CHARLIE, O PALHAÇO {GIROTTO BRITO}

“Não precisamos mais de você”, foi o que disseram. Depois de uma vida inteira alegrando corações, percorrendo países por todo o mundo, contando piadas e divertindo crianças e adultos, fora simplesmente descartado do Circo Abrazador. Não como os leões, camelos e elefantes que foram proibidos por lei, nem porque estava velho demais e incapaz de alegrar as pessoas, mas simplesmente porque achavam que palhaços não eram mais atrativos nos circos modernos.
Saiu do trailer do mágico, arrasado. O circo era sua casa, sua paixão, sua vida. Não tinha para onde ir e nem sequer sabia fazer qualquer coisa na vida que não fossem palhaçadas. As lágrimas escorriam pelo seu rosto fazendo borrar a maquiagem que levara horas para preparar e que não mais usaria. Sabia que àquela hora da noite todos estavam se aprontando para o espetáculo das 10. O mágico, os malabaristas, os músicos, os anões, as dançarinas e até Maria Luiza — a equilibrista que ele sempre amou, mas nunca foi correspondido. Todos estariam lá, menos Charlie, o palhaço.
Deixou-se jogar ao chão, escorando-se num monte de entulho. Aos prantos, fitava as luzes do circo que piscavam aleatoriamente em diversas cores, a grande e imponente tenda no alto da colina, os caminhões e trailers estacionados, as filas de pessoas comprando ingressos, as jaulas. Era realmente maravilhoso, um espetáculo divino.

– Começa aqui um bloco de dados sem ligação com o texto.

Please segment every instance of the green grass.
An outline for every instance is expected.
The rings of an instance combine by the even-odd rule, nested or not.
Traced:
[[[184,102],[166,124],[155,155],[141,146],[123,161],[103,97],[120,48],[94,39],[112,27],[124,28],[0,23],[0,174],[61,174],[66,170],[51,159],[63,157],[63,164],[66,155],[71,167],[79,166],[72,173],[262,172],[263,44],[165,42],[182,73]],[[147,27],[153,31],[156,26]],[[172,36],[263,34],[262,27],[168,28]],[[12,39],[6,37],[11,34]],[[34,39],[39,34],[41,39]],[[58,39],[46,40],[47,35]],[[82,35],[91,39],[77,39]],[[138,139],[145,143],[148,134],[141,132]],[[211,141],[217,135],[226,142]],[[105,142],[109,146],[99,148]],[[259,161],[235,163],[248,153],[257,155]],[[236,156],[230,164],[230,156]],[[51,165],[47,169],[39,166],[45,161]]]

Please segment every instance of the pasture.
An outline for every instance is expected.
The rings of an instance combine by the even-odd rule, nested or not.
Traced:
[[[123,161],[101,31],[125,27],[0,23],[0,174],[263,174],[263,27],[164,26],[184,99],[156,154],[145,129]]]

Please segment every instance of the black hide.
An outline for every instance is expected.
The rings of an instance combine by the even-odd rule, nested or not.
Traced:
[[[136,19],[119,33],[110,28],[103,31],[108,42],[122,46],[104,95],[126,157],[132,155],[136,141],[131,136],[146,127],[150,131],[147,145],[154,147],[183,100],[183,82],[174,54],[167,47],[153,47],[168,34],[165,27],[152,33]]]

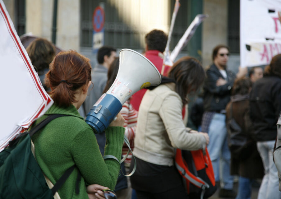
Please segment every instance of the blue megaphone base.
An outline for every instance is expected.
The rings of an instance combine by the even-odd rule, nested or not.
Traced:
[[[95,133],[101,133],[109,126],[122,107],[122,104],[116,98],[105,93],[90,110],[85,121]]]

A tristeza que sentia foi gradualmente dando espaço à amargura. A amargura foi, de repente, se tornando solidão. A solidão, por sua vez, foi transformando-se em medo. E o medo, cada vez mais intenso, de súbito se tornou ódio. Um ódio insano e incontrolável que fazia pulsar violentamente as veias do seu pescoço. Um ódio doentio por aqueles que o desprezaram, que achavam-no inútil, desnecessário. Todos eles.
Passou a mão no rosto para enxugar as lágrimas, borrando ainda mais a maquiagem, e levantou-se. Já estava quase na hora de começar o show. As arquibancadas estavam cheias, os pipoqueiros circulavam entre as colunas de espectadores, os músicos se posicionavam com seus instrumentos e o mágico se preparava para iniciar seu espetáculo. Seria um belo espetáculo. Charlie o assistiu quase que por completo, espreitando por debaixo das arquibancadas, entre os pés da plateia. O show chegara ao clímax e as pessoas gritavam e aplaudiam o número mais importante da noite, em que anões, bailarinas, malabaristas, equilibristas, o mágico e também o palhaço — lembrou-se com tristeza, deveria estar lá com eles — se apresentavam juntos ao som de 1812, de Tchaikovsky.
Chegara a hora. Charlie fechou todas as saídas da grande tenda despercebidamente e, com uma tocha — roubadas dos cuspidores de fogo —, começou incendiar a lona, correndo às gargalhadas ao redor do circo e ateando fogo em toda a circunferência. As risadas histéricas e doentias de Charlie se misturavam ao som da música e dos gritos de desespero da plateia que começava a perceber que aquilo não fazia parte do show . As labaredas cresciam e cresciam. A lona se incendiava por inteira, fazendo chover grandes gotas plástico em chamas sobre as cabeças enlouquecidas e desesperadas. Tentavam correr do fogo, mas o fogo corria até seus corpos. Iam todos queimando num espetáculo primoroso que iluminava a noite como as luzes de nenhum circo jamais poderiam iluminar.
Por fim, Charlie sentou-se no chão, escorando-se no monte de entulho de antes, e assistiu ao desfecho do seu maior espetáculo. Divertindo-se como nunca, soltava histéricas gargalhadas e aplaudia. Divertindo-se como todos que assistiram seus tantos números de palhaçadas pelos quatro cantos do mundo. Não conteve as lágrimas, levantou-se e aplaudiu de pé.